“Tutsaklar”ı ve silahı bırakmak!
Doğrudan ya da dolaylı olarak iktidarın terörist başına kısa vadede hapishane şartlarını iyileştirme, orta vadede imajını düzeltme ve uzun vadede de siyasete dahil etme sözü verdiği anlaşılmaktadır. Bu güvencenin verilmesinden sonradır ki terör örgütünün başı görüşme sürecine dahil olmuştur.
İktidarın algısı bir yana bugün homojen bir PKK’dan söz etmek mümkün değildir. PKK; ABD, İran, Irak, Suriye, İsrail, Ermenistan, Yunanistan ve Avrupa ülkelerinin Türkiye ile ilişkilerine şu ya da bu ölçüde bağlı bir araçtır.

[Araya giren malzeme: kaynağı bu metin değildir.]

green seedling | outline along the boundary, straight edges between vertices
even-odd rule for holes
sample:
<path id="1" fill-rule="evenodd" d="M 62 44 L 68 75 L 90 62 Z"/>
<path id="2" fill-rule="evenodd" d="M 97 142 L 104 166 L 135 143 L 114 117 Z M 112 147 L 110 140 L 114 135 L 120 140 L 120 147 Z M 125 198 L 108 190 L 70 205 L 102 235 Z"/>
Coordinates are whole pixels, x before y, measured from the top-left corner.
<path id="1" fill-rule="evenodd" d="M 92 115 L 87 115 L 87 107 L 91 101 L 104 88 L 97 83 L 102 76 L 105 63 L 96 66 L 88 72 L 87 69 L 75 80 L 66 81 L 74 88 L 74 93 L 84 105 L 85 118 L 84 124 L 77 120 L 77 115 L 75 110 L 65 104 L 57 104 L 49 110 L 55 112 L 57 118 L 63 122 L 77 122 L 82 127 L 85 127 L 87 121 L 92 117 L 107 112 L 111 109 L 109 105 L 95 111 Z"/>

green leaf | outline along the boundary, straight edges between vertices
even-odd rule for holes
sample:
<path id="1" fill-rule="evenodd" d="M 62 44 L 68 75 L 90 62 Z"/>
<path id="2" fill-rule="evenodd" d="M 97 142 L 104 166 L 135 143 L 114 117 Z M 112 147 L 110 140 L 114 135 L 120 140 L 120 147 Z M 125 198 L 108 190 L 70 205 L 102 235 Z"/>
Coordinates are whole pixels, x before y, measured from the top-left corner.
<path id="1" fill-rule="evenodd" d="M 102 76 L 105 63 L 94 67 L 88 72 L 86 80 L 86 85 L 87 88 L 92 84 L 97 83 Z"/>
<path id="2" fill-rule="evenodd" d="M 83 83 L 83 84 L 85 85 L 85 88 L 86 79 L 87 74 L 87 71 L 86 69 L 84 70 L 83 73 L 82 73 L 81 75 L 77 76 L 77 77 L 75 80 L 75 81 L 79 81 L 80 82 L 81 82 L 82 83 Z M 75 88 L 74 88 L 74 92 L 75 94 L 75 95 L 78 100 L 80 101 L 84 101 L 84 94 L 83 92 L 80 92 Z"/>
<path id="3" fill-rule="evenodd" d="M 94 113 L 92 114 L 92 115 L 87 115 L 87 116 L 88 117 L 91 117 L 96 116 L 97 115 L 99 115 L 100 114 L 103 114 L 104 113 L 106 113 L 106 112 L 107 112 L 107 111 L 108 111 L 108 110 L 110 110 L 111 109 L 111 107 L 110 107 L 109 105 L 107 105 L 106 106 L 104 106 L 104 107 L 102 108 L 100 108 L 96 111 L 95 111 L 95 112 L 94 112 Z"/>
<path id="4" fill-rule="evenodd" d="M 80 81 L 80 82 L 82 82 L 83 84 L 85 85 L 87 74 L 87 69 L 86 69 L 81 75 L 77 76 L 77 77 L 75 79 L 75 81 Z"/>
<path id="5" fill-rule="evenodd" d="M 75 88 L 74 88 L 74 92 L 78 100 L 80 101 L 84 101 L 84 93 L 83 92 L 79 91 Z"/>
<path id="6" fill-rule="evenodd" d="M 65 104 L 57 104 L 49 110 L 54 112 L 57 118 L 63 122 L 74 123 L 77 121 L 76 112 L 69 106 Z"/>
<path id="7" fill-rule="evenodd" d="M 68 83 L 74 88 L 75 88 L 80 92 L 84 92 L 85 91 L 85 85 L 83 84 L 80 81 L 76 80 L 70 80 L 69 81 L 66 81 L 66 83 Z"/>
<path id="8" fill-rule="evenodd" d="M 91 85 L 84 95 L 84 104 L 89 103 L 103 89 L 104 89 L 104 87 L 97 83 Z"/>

İmralı’daki hükümlünün talimatıyla bütün bu aktörlerin ve faktörlerin onlarca yıldır takip ettikleri stratejiden ve kullandıkları enstrümandan vaz geçmeleri akla uygun görünmüyor. Türkiye’deki PKK’lıların bir kısmının silah bırakmaya razı olması, PKK belasını def etmeye yetecek midir? Çok aktörlü, çok faktörlü ve çok yönlü bir örgütün bir bölümünü dağdan indirmeye razı etmek sorunu çözecek midir?
Bu sorulara olumlu cevap vermek, gerçeklerle örtüşmüyor. Nitekim yeni sürece karşı Suriyeli Fehman Hüseyin’in direndiği, silah bırakmaya karşı çıktığı haberleri medyaya yansımış durumdadır. PKK’daki sözde çözüm yanlılarının; Öcalan-Karayılan, silah bırakmaya karşı çıkanların ise İran-Suriye kesimini temsil eden Cemil Bayık-Fehman Hüseyin cephesi olarak iki ana eksene ayrıldıkları anlaşılmaktadır.
Kandil’deki terör fitnesinin çok başlı, çok eksenli ve çok farklı yapıda olduğunun farkına varmak gerekir. Bu durumda da kimin kime silah bıraktıracağını ciddi biçimde sorgulamak gerekir!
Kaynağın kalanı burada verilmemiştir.